Caitlin Burke, MD,
Acute Care Surgery Fellow
Hartford Hospital
Farmington, Connecticut, United States
Disclosure information not submitted.
Jakob Wollborn, n/a
Clinical Fellow in Cardiothoracic Anesthesiology
Brigham & Women's Hospital, United States
Disclosure information not submitted.
Saniya Sami, n/a
Critical Care Medicine Fellow
Brigham & Women's Hospital, United States
Disclosure information not submitted.
David Buric, n/a
Critical Care Medicine Fellow
Brigham & Women's Hospital, United States
Disclosure information not submitted.
Jeffrey Carness, MD
Critical Care Medicine Fellow
Brigham & Women's Hospital, United States
Disclosure information not submitted.
Marcio Aloisio Bezerra Cavalcanti Rockenbach, MD
Massachusetts General Hospital
Boston, Massachusetts
Disclosure information not submitted.
Nir Neumark, n/a
Product Manager
Mass General Brigham, United States
Disclosure information not submitted.
Varun Buch
Director of AI Product Development
Massachusetts General Hospital, United States
Disclosure information not submitted.
Quanzheng Li
Associate Professor
Harvard Medical School, United States
Disclosure information not submitted.
Romane Gauriau, n/a
Senior Machine Learning Scientist
Center for Clinical Data Science, United States
Disclosure information not submitted.
Dufan Wu
Instructor in Investigation
Massachusetts General Hospital, United States
Disclosure information not submitted.
Hariharan Ravishankar
Senior Scientist
GE Healthcare, United States
Disclosure information not submitted.
Rohit Pardasani
Senior Data Scientist
GE Healthcare, United States
Disclosure information not submitted.
Abhijit Patil
Senior Director - AI & Analytics
GE Healthcare, United States
Disclosure information not submitted.
Pankaj Sarin, n/a
Anesthesiologist
Brigham & Women's Hospital, United States
Disclosure information not submitted.
Dirk Varelmann, MD, EDIC, DESA
Anesthesiologist
Brigham & Women's Hospital, United States
Disclosure information not submitted.
Title: Evaluating Agreement Across Clinicians in Predicting Oxygen Requirements for Critically Ill Patients
Introduction/Hypothesis: Machine learning may be used to help guide oxygen device management in the ICU. To assess the accuracy of an algorithm designed to predict oxygen requirements, clinicians predicted oxygen requirements for patients at numerous timepoints based on clinical data from the electronic health records (EHR). In this work, we evaluate the recommendation's agreement among clinicians.

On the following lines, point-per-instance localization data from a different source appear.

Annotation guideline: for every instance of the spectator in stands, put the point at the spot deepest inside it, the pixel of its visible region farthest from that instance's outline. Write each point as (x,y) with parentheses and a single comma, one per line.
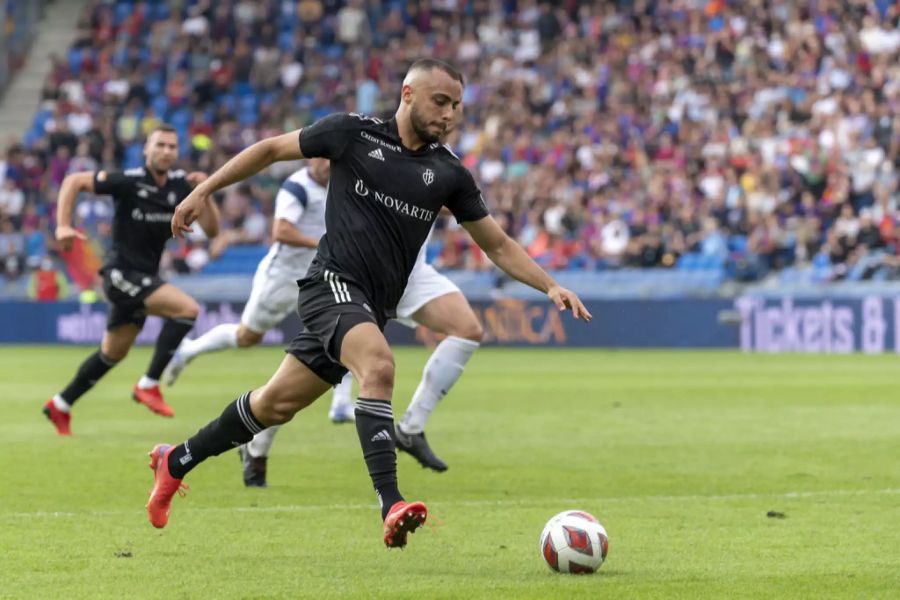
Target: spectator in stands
(47,283)
(12,201)
(771,120)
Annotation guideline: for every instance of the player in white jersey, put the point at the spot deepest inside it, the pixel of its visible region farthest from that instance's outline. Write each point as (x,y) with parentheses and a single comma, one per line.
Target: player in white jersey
(298,224)
(431,300)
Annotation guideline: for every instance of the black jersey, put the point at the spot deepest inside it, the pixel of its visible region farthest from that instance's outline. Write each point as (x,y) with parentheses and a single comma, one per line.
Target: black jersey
(142,217)
(382,201)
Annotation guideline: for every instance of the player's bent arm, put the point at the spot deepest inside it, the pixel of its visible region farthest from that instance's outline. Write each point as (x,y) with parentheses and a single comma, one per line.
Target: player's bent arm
(71,186)
(284,231)
(209,218)
(252,160)
(507,254)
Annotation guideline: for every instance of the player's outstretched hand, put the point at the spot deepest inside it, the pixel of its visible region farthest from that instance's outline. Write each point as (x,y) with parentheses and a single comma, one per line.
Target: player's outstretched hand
(187,212)
(195,178)
(66,235)
(564,299)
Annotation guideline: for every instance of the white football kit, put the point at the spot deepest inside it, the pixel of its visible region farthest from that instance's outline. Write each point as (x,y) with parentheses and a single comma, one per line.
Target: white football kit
(301,201)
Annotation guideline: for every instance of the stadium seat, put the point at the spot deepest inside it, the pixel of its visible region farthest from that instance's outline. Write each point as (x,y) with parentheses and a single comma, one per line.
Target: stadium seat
(160,106)
(76,57)
(122,12)
(134,155)
(237,260)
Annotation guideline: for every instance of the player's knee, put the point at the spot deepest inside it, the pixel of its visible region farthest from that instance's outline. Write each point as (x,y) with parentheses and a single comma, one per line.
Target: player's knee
(470,329)
(378,374)
(248,337)
(273,406)
(190,310)
(113,352)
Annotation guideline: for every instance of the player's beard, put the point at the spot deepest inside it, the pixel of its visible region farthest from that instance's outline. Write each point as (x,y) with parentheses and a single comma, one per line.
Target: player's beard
(157,168)
(420,127)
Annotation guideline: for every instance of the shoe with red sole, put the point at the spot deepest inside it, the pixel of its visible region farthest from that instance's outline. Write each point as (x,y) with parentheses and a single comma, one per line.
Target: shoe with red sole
(152,399)
(164,486)
(59,419)
(403,518)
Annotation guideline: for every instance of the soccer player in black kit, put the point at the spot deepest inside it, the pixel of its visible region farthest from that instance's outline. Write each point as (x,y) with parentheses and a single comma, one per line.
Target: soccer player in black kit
(143,200)
(388,182)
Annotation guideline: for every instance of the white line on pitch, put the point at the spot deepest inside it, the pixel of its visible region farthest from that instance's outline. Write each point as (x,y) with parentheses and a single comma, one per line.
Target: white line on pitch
(467,503)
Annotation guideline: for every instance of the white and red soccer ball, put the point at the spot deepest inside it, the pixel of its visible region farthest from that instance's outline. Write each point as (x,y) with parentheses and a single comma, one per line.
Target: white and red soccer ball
(574,542)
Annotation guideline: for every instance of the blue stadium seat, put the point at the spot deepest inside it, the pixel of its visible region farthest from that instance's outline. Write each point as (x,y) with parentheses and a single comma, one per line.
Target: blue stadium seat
(248,117)
(134,155)
(161,11)
(229,101)
(154,83)
(689,261)
(180,118)
(76,56)
(286,40)
(243,88)
(247,102)
(237,260)
(160,106)
(737,243)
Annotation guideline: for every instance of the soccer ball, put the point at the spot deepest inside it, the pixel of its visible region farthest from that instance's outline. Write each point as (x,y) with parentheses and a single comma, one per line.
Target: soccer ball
(574,542)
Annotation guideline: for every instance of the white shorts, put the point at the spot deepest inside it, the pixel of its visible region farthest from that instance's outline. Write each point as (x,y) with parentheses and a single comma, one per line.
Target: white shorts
(424,285)
(271,300)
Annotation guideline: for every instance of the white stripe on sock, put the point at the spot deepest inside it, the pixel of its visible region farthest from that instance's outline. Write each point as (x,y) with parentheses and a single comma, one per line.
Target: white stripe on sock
(343,286)
(243,405)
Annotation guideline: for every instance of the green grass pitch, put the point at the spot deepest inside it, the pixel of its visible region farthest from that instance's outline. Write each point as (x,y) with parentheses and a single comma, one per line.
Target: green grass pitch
(680,455)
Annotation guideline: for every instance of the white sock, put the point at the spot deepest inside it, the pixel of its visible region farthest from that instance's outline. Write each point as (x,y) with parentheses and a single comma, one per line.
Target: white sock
(262,442)
(60,404)
(343,393)
(220,337)
(146,383)
(441,371)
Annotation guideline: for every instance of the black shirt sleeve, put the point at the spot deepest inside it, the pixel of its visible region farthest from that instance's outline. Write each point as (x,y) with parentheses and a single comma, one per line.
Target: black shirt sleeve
(329,136)
(467,203)
(111,183)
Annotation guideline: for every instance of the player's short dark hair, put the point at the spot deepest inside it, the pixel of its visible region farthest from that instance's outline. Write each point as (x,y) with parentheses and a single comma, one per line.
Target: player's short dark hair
(163,127)
(427,64)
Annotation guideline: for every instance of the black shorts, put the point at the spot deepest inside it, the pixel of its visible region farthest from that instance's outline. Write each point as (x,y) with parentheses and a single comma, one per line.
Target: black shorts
(329,308)
(126,291)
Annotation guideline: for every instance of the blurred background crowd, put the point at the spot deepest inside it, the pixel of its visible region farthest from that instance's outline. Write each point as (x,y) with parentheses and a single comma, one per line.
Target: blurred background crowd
(747,137)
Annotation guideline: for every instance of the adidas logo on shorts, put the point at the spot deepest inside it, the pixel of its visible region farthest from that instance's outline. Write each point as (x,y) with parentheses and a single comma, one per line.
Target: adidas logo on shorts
(381,436)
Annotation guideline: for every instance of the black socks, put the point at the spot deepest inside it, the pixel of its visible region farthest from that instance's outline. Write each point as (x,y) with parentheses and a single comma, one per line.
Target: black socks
(375,427)
(90,371)
(235,426)
(172,333)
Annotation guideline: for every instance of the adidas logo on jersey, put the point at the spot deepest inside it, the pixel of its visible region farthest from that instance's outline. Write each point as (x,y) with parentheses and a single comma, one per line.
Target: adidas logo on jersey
(381,436)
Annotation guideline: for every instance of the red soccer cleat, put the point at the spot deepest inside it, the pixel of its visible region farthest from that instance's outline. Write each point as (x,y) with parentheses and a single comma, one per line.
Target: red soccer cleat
(403,518)
(164,486)
(152,399)
(59,419)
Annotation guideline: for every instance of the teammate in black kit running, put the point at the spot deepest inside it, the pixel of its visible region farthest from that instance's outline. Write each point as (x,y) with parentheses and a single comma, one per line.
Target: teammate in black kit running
(388,182)
(143,200)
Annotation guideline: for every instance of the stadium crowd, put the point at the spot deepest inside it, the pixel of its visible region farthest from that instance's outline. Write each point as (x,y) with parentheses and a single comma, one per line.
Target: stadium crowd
(747,136)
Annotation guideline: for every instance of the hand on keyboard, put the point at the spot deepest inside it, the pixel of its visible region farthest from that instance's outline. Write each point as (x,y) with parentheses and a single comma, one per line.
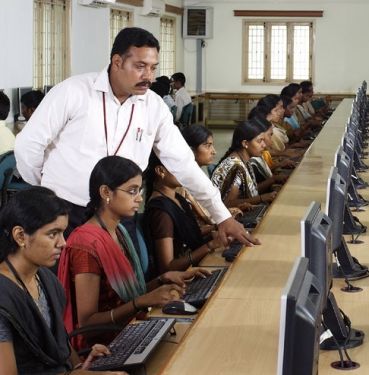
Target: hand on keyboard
(97,351)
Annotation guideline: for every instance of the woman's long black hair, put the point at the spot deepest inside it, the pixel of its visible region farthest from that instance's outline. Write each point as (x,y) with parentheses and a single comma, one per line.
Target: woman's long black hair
(30,209)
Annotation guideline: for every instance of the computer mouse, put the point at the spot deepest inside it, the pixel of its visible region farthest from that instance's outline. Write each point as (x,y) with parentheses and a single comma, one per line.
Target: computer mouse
(179,308)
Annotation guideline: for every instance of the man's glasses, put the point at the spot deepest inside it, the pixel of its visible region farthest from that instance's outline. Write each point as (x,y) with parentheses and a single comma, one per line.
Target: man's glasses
(134,192)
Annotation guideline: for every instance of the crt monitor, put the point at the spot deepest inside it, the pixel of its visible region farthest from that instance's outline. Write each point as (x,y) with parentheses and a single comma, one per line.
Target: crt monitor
(47,88)
(343,164)
(316,245)
(20,91)
(335,205)
(300,319)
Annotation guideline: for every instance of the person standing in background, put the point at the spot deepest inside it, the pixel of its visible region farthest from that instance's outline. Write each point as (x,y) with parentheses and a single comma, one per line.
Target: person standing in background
(113,112)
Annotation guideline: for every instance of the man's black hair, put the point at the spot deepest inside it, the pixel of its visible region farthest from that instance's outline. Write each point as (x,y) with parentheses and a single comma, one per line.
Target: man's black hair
(133,37)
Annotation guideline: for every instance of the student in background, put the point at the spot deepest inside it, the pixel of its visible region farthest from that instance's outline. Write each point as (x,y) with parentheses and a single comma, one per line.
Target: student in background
(182,97)
(87,117)
(161,87)
(33,339)
(234,175)
(7,138)
(171,229)
(100,268)
(265,178)
(201,141)
(29,102)
(167,97)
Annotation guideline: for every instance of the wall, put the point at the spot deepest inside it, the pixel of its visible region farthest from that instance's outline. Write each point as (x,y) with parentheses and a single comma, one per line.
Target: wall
(341,49)
(89,37)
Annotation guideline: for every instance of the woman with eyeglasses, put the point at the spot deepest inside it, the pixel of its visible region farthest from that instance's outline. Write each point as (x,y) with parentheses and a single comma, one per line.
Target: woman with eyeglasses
(100,269)
(33,339)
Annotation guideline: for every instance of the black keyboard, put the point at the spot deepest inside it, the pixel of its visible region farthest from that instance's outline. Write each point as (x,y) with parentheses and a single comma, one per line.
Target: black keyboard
(133,344)
(251,218)
(231,253)
(200,289)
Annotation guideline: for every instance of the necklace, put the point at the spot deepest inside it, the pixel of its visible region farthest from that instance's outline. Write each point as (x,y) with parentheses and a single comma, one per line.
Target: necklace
(106,128)
(249,169)
(20,281)
(122,242)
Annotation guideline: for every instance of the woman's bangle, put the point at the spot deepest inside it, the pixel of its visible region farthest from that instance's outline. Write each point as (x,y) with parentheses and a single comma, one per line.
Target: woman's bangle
(160,280)
(190,257)
(135,305)
(112,316)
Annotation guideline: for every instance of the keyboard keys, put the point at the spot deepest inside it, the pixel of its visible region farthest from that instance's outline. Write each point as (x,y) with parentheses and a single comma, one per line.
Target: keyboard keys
(200,288)
(134,344)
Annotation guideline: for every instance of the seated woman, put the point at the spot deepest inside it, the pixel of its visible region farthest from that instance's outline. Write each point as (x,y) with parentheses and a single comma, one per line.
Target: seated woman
(265,178)
(234,175)
(271,107)
(201,141)
(33,339)
(99,268)
(171,227)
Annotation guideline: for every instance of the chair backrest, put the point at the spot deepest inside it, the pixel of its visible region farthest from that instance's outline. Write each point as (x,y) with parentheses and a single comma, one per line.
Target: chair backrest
(143,251)
(7,166)
(186,114)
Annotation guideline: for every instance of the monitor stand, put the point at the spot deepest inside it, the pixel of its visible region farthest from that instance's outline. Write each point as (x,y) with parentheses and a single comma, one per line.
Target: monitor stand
(340,326)
(348,267)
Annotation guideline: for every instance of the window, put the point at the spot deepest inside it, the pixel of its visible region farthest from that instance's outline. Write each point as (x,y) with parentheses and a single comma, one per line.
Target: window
(277,51)
(51,42)
(167,46)
(119,19)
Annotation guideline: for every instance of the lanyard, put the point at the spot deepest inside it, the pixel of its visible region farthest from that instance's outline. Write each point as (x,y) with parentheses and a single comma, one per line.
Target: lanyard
(106,128)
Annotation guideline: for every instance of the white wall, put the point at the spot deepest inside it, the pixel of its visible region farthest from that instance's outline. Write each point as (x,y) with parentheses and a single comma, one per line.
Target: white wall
(341,49)
(89,38)
(16,26)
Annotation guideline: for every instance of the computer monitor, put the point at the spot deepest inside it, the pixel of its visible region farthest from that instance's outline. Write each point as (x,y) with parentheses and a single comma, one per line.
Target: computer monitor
(343,163)
(316,245)
(300,319)
(47,88)
(19,92)
(338,211)
(335,204)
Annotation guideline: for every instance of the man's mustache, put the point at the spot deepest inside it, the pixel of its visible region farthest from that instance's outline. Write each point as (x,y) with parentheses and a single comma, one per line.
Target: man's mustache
(143,83)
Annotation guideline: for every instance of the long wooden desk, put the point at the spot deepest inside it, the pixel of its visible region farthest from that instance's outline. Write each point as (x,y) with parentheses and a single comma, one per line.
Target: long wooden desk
(238,331)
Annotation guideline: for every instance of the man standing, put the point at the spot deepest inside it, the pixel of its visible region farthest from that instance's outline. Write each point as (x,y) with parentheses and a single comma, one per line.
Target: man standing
(113,112)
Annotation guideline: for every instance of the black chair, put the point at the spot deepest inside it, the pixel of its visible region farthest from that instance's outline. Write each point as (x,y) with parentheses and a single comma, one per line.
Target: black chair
(9,183)
(186,115)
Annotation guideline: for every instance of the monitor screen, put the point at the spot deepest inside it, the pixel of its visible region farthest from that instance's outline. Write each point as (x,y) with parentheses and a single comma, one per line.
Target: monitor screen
(316,245)
(300,319)
(20,91)
(335,205)
(47,88)
(343,164)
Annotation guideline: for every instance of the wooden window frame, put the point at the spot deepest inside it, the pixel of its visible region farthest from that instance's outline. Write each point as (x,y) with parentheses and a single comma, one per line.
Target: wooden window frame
(267,50)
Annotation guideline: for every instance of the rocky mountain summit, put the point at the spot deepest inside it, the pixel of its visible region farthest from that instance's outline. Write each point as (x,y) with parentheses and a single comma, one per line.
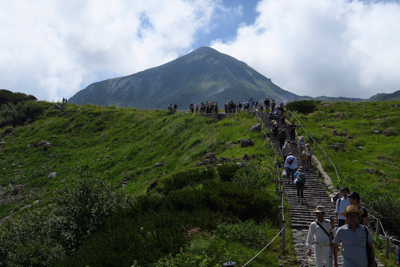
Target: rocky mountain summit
(202,75)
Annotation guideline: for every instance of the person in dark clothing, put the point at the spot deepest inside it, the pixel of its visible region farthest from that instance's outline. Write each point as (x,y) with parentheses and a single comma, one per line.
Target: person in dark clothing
(275,130)
(292,132)
(354,198)
(282,137)
(266,104)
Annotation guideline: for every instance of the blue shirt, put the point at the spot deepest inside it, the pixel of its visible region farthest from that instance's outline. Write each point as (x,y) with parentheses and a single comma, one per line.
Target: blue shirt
(398,255)
(294,163)
(354,245)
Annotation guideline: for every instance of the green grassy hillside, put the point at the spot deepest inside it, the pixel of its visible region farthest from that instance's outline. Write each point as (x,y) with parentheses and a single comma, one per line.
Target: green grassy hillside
(362,140)
(98,201)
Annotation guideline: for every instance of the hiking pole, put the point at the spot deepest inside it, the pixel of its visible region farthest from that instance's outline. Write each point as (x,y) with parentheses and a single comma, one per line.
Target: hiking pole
(330,263)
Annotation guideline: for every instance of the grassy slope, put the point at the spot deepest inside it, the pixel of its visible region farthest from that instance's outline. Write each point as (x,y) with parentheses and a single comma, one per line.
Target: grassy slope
(356,120)
(119,144)
(380,154)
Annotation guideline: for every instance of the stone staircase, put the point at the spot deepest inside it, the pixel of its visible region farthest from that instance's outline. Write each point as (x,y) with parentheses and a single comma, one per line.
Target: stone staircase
(301,213)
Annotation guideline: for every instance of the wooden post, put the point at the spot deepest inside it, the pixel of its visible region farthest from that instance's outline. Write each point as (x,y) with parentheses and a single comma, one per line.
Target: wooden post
(327,160)
(284,238)
(387,247)
(378,227)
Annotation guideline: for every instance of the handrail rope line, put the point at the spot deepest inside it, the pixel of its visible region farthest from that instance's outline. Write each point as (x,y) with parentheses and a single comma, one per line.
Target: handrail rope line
(276,161)
(337,175)
(265,247)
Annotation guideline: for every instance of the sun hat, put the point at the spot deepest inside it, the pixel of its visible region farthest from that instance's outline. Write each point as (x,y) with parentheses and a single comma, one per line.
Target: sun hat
(352,209)
(354,195)
(319,209)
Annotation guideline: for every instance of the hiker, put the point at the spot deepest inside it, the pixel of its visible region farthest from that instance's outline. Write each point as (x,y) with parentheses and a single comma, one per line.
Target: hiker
(291,166)
(281,109)
(355,239)
(292,132)
(341,205)
(398,256)
(303,158)
(266,104)
(275,130)
(301,145)
(282,137)
(354,198)
(300,181)
(323,230)
(273,104)
(285,151)
(309,153)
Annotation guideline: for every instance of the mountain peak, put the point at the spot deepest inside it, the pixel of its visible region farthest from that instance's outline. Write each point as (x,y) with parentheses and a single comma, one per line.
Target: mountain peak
(200,76)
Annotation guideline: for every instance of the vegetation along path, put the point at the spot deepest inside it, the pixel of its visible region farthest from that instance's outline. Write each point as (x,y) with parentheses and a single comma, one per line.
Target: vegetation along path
(301,213)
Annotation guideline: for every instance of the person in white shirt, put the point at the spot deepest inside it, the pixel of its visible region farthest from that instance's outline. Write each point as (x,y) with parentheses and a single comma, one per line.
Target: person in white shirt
(341,205)
(323,230)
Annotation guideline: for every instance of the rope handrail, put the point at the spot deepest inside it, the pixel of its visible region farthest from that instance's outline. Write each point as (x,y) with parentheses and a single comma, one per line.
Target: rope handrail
(337,175)
(315,142)
(265,247)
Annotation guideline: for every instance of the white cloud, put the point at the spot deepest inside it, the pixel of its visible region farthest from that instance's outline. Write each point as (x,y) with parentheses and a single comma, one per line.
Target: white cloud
(323,47)
(50,48)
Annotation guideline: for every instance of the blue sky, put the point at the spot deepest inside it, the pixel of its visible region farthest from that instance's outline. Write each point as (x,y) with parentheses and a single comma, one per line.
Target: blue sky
(53,48)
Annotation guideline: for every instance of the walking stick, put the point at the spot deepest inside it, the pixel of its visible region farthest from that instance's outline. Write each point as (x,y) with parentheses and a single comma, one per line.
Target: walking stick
(330,263)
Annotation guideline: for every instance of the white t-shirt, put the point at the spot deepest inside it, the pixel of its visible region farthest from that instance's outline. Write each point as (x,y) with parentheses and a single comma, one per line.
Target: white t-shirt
(343,204)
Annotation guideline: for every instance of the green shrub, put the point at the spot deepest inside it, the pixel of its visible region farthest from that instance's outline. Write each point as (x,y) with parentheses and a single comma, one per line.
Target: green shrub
(248,233)
(226,172)
(303,106)
(251,176)
(181,180)
(51,232)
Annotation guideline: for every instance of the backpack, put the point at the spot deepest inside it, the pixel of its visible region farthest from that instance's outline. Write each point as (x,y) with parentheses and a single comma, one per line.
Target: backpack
(302,179)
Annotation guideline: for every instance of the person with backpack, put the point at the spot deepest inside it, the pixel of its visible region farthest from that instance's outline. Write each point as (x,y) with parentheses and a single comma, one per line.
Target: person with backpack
(356,241)
(275,130)
(285,151)
(341,205)
(282,137)
(273,104)
(323,230)
(290,166)
(266,104)
(300,181)
(354,198)
(309,153)
(292,131)
(301,145)
(303,158)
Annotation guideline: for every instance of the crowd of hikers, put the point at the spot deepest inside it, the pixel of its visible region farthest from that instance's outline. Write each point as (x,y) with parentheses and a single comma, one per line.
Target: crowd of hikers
(347,232)
(351,236)
(233,107)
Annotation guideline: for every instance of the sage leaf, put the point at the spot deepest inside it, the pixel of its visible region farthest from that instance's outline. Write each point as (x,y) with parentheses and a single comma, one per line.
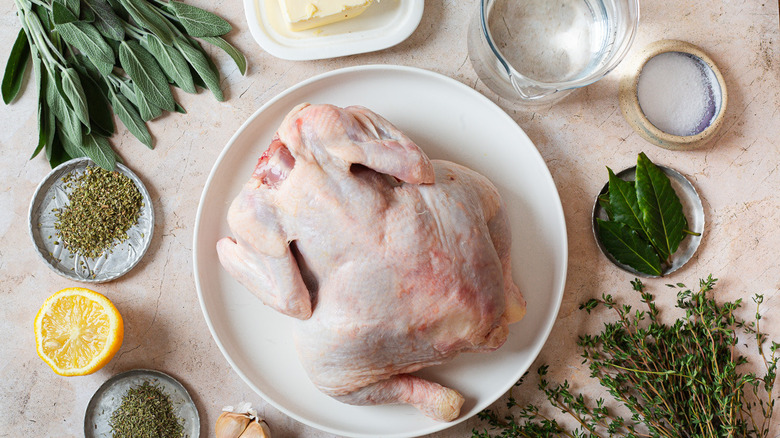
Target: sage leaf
(199,23)
(73,5)
(100,115)
(127,113)
(147,110)
(149,18)
(662,212)
(171,61)
(73,146)
(119,9)
(71,85)
(43,114)
(15,67)
(628,248)
(623,203)
(86,38)
(98,149)
(59,107)
(106,20)
(55,153)
(202,65)
(237,56)
(60,13)
(143,69)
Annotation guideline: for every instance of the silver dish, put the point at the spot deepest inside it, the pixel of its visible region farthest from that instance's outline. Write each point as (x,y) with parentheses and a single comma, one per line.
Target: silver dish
(692,208)
(109,396)
(52,194)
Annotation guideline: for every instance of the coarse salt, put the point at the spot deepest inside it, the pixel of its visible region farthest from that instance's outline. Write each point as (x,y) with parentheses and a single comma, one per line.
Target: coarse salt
(678,93)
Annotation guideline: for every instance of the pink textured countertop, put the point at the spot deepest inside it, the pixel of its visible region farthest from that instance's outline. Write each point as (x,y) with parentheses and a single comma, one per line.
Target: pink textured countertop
(737,176)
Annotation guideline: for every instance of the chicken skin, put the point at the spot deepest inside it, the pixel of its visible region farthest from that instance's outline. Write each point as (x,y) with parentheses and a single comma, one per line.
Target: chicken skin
(389,261)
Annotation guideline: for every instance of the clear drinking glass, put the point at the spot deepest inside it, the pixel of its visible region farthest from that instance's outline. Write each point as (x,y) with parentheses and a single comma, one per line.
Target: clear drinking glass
(534,52)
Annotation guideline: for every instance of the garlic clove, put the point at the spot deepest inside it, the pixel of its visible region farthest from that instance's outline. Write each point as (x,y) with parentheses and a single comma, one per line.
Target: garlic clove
(231,425)
(256,429)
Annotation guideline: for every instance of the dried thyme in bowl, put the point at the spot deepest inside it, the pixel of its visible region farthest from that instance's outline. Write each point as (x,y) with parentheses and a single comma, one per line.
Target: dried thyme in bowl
(146,411)
(101,209)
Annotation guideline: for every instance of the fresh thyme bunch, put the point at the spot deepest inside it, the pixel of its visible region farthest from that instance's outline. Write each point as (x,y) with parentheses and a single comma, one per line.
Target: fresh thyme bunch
(94,58)
(678,380)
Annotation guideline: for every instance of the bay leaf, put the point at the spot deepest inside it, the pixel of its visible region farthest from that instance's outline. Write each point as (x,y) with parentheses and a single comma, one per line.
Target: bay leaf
(662,212)
(628,248)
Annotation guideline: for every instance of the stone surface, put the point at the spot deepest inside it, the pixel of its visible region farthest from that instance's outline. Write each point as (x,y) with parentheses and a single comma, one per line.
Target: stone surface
(737,176)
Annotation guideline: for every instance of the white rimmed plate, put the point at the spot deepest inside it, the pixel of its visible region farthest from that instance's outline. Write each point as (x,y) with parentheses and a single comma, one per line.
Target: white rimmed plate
(448,120)
(384,24)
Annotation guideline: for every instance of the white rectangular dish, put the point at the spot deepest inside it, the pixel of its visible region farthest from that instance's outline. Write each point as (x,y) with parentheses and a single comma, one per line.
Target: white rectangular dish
(384,24)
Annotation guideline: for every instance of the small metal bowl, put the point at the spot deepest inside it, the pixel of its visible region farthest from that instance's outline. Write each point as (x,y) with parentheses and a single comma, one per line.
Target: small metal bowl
(116,262)
(109,396)
(692,208)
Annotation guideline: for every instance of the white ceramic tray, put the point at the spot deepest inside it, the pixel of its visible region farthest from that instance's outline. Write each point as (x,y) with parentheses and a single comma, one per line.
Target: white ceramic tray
(448,120)
(384,24)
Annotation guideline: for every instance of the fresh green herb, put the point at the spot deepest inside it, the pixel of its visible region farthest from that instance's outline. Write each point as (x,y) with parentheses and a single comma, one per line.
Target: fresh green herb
(680,380)
(146,411)
(94,57)
(646,220)
(100,210)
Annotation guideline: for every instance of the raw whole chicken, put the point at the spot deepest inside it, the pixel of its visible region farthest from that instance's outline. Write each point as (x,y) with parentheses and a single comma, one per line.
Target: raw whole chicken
(390,262)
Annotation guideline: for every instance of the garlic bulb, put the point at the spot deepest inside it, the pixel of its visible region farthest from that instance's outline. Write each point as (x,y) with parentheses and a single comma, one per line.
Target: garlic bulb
(256,429)
(241,423)
(230,425)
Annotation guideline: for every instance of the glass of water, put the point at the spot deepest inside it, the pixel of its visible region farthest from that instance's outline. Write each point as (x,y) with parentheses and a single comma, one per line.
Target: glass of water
(534,52)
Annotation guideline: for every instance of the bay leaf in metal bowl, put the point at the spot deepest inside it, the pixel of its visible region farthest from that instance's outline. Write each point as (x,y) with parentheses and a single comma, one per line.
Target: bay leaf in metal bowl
(692,209)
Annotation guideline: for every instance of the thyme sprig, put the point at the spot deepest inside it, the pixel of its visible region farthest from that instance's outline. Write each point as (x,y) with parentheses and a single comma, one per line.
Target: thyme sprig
(685,379)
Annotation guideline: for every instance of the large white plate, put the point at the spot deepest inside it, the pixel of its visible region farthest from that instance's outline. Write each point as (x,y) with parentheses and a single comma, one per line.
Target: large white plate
(448,120)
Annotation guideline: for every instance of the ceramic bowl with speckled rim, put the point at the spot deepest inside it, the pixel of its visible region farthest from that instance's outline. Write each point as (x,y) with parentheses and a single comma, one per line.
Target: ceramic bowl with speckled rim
(632,111)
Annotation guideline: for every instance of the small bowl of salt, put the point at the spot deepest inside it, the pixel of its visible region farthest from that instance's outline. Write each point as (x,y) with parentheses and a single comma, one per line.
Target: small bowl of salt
(675,96)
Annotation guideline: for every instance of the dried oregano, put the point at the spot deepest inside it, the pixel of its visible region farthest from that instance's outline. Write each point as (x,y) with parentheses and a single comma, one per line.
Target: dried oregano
(146,411)
(101,208)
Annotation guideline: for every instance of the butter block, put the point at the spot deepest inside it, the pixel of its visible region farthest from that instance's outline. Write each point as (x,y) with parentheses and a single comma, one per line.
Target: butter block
(307,14)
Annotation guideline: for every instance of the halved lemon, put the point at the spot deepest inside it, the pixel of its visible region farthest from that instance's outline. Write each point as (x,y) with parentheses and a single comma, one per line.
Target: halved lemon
(78,331)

Methods: 7 intensivists (5 fellows, 2 attendings) evaluated data from 10 respiratory disease ICU patients, including demographics, comorbidities, vital signs, labs, and current oxygenation extracted retrospectively over the ICU stay. Each timepoint represented 1 hour and clinicians predicted the next hour's oxygenation requirement (room air, low-flow, high-flow, or mechanical ventilation) with a corresponding step-down, maintain, or step-up recommendation and respective confidence level (low, somewhat, high). The"ground truth" was based on the oxygen device used in the actual clinical setting. Timepoints involving mechanical ventilation and low confidence recommendations were removed from the analysis.
Results: Among the 556 timepoints in the final analysis, current oxygenation devices included 239 (43%) room air, 224 (40.2%) low-flow, 93 (16.8%) high-flow. Ground truth included 520 (93.6%) maintain, 19 (3.4%) step-up and 17 (3.0%) step-down decisions. All 7 clinicians agreed at 222 (39.9%) timepoints, 6 out of 7 at 159 (28.6%) timepoints, 5/7 at 98 (17.6%) timepoints, 4/7 at 74 (13.4%) timepoints, and 3/7 at 3 (0.5%) timepoints. Of 19 step-up cases (patient required oxygen device escalation in the real clinical setting), all 7 clinicians agreed at 9 (47.4%) timepoints, 6/7 at 7 (36.8%), 5/7 at 2 (10.5%), and 4/7 at 1 (5.3%) timepoints. Of 19 step-down cases, 7 clinicians agreed at 1 (5.9%) timepoint, 6/7 at 4 (23.5%), 5/7 at 5 (29.4%), and 4/7 at 7 (41.2%) timepoints.
Conclusions: The majority of clinicians (7/7 or 6/7) made the same recommendation for 68.5% of the timepoints. For actual step-up cases, most clinicians made the same recommendation for 84.2% of the timepoints. 7 intensivists comprised a homogeneous group in using EHR data for clinical predictions about oxygen requirements for critically ill patients and, in particular, regarding patients requiring oxygen escalation.